Time dependent boundary condition at the support, DOF 1.
dt=0.002; T=1;
% --- boundary condition, initial condition ------------------
G=[0 0; 0.1 0.02; 0.2 -0.01; 0.3 0.0; T 0]; [t,g]=gfunc(G,dt);
bc=zeros(4, 1 + length(g));
bc(1,:)=[1 g]; bc(2,1)=2; bc(3,1)=3; bc(4,1)=14;
a0=zeros(15,1); da0=zeros(15,1);
% --- output parameters --------------------------------------
times=[0.1:0.1:1]; dofs=[1 4 11];
% --- time integration parameters ----------------------------
ip=[dt T 0.25 0.5];
% --- time integration ---------------------------------------
k=sparse(K); m=sparse(M);
[a,da,d2a,ahist,dahist,d2ahist]...
=step2(k,[],m,[],a0,da0,bc,ip,times,dofs);
The time history plots are generated by the following commands:
% --- plot time history for two DOF:s ------------------------
figure(1), plot(t,ahist(1,:),'-',t,ahist(2,:),'--',t,ahist(3,:),'-.')
grid, xlabel('time (sec)'), ylabel('displacement (m)')
title('Displacement(time) at the 1st, 4th and 11th'...
' degree-of-freedom')
text(0.2,0.022,'solid line = bottom, vertical beam,'...
' x-direction')
text(0.2,0.017,'dashed line = center, vertical beam,'...
' x-direction')
text(0.2,0.012,'dashed-dotted line = center,'...

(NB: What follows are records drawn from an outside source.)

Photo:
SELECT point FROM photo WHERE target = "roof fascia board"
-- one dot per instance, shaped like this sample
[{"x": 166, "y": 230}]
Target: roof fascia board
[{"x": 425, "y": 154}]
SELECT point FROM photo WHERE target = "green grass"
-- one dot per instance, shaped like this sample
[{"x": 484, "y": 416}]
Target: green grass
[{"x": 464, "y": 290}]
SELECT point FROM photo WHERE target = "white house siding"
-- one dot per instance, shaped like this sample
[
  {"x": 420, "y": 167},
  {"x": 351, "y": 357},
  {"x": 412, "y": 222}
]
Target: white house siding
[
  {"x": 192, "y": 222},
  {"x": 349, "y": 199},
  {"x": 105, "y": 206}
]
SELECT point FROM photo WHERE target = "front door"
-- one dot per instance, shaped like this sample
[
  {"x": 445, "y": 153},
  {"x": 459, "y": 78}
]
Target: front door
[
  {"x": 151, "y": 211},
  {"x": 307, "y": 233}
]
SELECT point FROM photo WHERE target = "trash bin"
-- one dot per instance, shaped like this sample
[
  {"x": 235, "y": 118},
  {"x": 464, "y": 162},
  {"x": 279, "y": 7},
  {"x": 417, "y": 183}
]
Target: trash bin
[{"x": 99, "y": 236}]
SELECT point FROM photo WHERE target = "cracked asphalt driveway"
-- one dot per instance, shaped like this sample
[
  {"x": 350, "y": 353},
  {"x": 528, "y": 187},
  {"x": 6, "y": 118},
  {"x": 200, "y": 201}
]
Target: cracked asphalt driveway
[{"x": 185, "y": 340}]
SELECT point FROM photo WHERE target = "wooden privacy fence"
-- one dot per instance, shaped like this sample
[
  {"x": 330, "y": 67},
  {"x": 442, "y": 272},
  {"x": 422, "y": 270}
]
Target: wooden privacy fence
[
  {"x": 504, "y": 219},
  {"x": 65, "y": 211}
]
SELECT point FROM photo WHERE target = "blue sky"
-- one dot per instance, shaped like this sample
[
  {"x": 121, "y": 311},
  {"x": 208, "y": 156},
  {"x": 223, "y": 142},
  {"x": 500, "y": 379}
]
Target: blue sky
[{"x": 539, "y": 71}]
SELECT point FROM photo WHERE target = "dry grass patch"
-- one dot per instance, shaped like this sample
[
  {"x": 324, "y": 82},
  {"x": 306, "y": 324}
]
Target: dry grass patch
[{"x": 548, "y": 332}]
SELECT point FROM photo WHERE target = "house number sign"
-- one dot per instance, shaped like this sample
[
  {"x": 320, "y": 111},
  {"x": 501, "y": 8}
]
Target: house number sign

' horizontal beam, y-direction')
The snapshots of the deformed geometry are visualized by the following commands:
% --- plot displacement for some time increments -------------
figure(2),clf, axis('equal'), hold on, axis off
sfac=20;
title('Snapshots (sec), magnification = 20'); for i=1:5;
Ext=Ex+(i-1)*3; eldraw2(Ext,Ey,[2 3 0]);
Edb=extract_ed(Edof,a(:,i));
eldisp2(Ext,Ey,Edb,[1 2 2],sfac);
Time=num2str(times(i)); text(3*(i-1)+.5,1.5,Time);
end;
Eyt=Ey-4;
for i=6:10;
Ext=Ex+(i-6)*3; eldraw2(Ext,Eyt,[2 3 0]);
Edb=extract_ed(Edof,a(:,i));
eldisp2(Ext,Eyt,Edb,[1 2 2],sfac);
Time=num2str(times(i)); text(3*(i-6)+.5,-2.5,Time);
end
Snapshots of the deformed geometry for every 0.1 sec.